Par la suite, une deuxième victime a communiqué avec l’enquêteur au dossier pour lui indiquer qu’elle collaborerait. «Je l’ai texté pour lui dire qu’il pouvait venir me chercher» a dit la victime aujourd’hui âgée de 19 ans.    

30 clients, zéro argent

Alors que la victime était dans une salle contiguë pour assister au procès par visioconférence, la procureure de la couronne Valérie Lahaie a présenté une vidéo tournée quelques jours après les faits survenue en juin 2016. Fuyant le centre jeunesse alors qu’elles étaient mineures, deux des trois victimes avaient été prises en charge par Aman.

Dans son témoignage vidéo, la victime dit avoir fait deux séances photo afin que des images sexy d’elle soient diffusées sur des sites internet afin d’attirer des clients. Aman lui aurait fourni des vêtements et de la cocaïne pendant les 10 jours de fugue.

L’adolescent dit avoir fait au moins 30 clients pendant les dix jours qu’elle a passé dans différents hôtels du Centre-du-Québec. Le prix était de 80$ pour 15 minutes ou 120 $ pour une heure. C’est Aman qui fixait les prix.
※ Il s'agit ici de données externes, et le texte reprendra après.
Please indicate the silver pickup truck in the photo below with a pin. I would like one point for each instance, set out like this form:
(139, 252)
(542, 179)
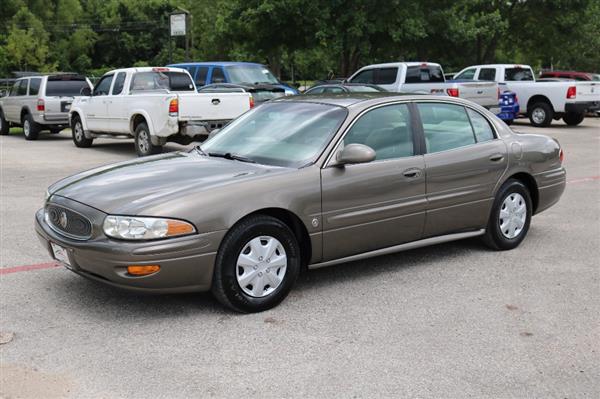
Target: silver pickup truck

Estimant avoir fait «autour de 1000 $», elle affirme pourtant n’avoir «rien fait pantoute, même pas une cent noire». La victime dit avoir aussi eu des relations sexuelles avec l’accusé avant qu’une simple vérification de routine ait permis à des policiers de mettre la main sur les deux fugueuses et arrêté le proxénète.

Coaccusé

Rappelons qu’un coaccusé, Emmanuel Ushind Kanane, purge une peine de cinq ans de pénitencier. Ce dernier avait plaidé coupable aux mêmes types d’accusations que Aman.